Les livres et moi, mes coups de coeur, mes découvertes, mes créations ou mes voyages : intellectuels, spirituels, botaniques ou culinaires...
Plus tard, j'ai pensé que les mains de mon père m'avaient manqué, qu'elles n'avaient jamais serré les miennes, qu'elles ne m'avaient jamais rattrapé un jour de chute ni recoiffé un jour de vent, qu'elles n'avaient jamais effleuré mon visage comme on le fait parfois, quand certains mots ne parviennent pas jusqu'aux lèvres.

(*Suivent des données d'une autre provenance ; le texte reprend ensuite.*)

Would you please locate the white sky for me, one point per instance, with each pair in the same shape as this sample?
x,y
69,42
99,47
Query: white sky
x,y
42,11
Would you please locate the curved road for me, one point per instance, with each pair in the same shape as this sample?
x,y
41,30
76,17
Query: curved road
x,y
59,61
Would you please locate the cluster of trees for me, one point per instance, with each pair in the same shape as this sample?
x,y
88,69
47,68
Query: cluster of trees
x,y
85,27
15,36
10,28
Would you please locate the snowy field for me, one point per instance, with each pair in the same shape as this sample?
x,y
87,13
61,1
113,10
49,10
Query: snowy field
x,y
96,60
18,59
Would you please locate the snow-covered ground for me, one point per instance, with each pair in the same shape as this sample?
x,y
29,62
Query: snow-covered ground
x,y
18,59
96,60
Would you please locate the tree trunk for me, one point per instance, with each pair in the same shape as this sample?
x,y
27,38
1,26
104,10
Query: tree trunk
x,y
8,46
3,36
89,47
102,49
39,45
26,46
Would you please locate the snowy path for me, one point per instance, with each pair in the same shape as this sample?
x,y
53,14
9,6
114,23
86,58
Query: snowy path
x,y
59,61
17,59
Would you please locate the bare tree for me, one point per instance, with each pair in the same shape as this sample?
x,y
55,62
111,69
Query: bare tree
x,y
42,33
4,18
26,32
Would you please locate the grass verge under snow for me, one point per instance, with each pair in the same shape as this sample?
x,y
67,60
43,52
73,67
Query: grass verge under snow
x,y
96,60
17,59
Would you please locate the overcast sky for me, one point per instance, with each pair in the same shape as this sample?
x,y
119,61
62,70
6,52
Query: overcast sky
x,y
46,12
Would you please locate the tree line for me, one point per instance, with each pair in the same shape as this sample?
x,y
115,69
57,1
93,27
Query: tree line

Plus tard j'ai pensé qu'un père qui n'étreint pas ne façonne pas et qu'on en conserve pour toujours une infirmité. Une sorte d'inachèvement.
On finit par devenir ce que nos parents ont de cassé en eux.
Le chagrin fait grandir plus vite pour avoir plus vite de longues jambes et plus vite le fuir.
Dans ce roman très dur et violent, l'auteur qui nous a habitué à davantage de douceur, de légèreté et de bons sentiments dans ces précédentes œuvres, dénonce les violences faites aux enfants par des hommes d'église, ici un prêtre respecté, et surtout le silence qui pendant trop d'années les a entourées. Voilà je vous ai tout dit !
L'auteur nous raconte l'histoire d'Edouard, un père qui apprend bien trop tard que son fils, Benjamin, a été violé lors d'un séjour d'été en camp de vacances.
Il retrouve (croit-il...) le prêtre responsable et décide le lui faire payer le mal qu'il a fait à son petit garçon, et surtout de lui faire avouer tous les détails de cette sordide histoire. Il faut qu'il sache coûte que coûte plutôt que d'imaginer...
Là, au cœur de l'église, la violence et le désir de vengeance d'Edouard se déchaînent...et deviennent incontrôlables pendant trois jours, face au silence et à la lâcheté, tandis qu'il s'interroge sur sa propre éducation, son propre père, sa propre responsabilité.
C'est un face à face éprouvant pour le lecteur et très dérangeant même pour moi qui suis profondément athée, mais nécessaire pour le père, fou de chagrin. Certaines scènes sont sordides et d'une rare violence.
Le lecteur s'interroge...
Edouard a-t-il le droit de faire justice lui-même ? Pardonner peut-il aider à réparer les victimes et à leur rendre leur innocence ?
L'auteur a décidé de s'engager pour cette cause qui le révolte. Il ne peut accepter comme nous tous, que les enfants soient victimes de ceux qui étaient chargés de les protéger, tout comme ce père ne peut accepter de n'avoir rien vu des appels au secours de son fils qui ne peut parler.
Briser le silence est nécessaire mais je ne sais pas si ce roman est pour autant nécessaire.
Avec des mots pourtant justes et des passages émouvants, l'auteur décrit toutes les facettes de sentiments et tous les détails, même sordides, de cette histoire. Je n'ai rien appris que je ne sache déjà.
Je n'ai éprouvé aucune compassion pour Edouard, dont le personnage et les actes sonnent faux finalement, car si je comprends la rage qui l'anime, je ne vois pas un père commettre de tels actes peu crédibles. Trop c'est trop dans ce roman que l'auteur a voulu faire coller à l'actualité.
L'auteur agrémente son texte de trop nombreuses citations bibliques qui n'apportent rien au roman. Il compare l'histoire d'Abraham et de son fils, certes, et nous livre des réflexions sur le pardon, mais tout cela mit en parallèle de la violence des propos et des actes, ne m'a pas convaincue.
De plus, la fin est plutôt invraisemblable : je ne vois pas un prêtre avouer son crime devant ses ouailles !
Mais elle nous révèle cependant à quel point le silence de l'Eglise a pu cacher autre chose que nous n'imaginons même pas.
C'est un livre d'à peine 200 pages qui se lit d'une traite car bien entendu le lecteur dérangé (choqué ? provoqué ?) par les premières lignes de l'auteur veut savoir comment tout cela va se terminer.
Mais encore une fois, même si je trouve que c'est une très bonne chose que la parole se libère, je m'interroge sur la nécessité de toute cette violence. Elle n'apporte rien aux victimes, ni aux familles, ni aux bourreaux.
Je vous laisse donc être votre propre juge quant à ce roman, si vous le lisez un jour...
Si un enfant n'a pas le pouvoir de sauver l'amour de ses parents, l'amour de ses parents peut le sauver...
Je pleure parce je présage que Benjamin se mettra un jour à dire.
Il dira, même si les mots manquent et ne seront jamais parfaits à décrire l'indicible.
Il dira, car c'est la seule façon de retrouver sa dignité et son identité perdues.
Il dira, car c'est dire qui permet d'être à nouveau au monde...
- Pourquoi tu pleures, papa ? C'est à moi qu'on a fait du mal.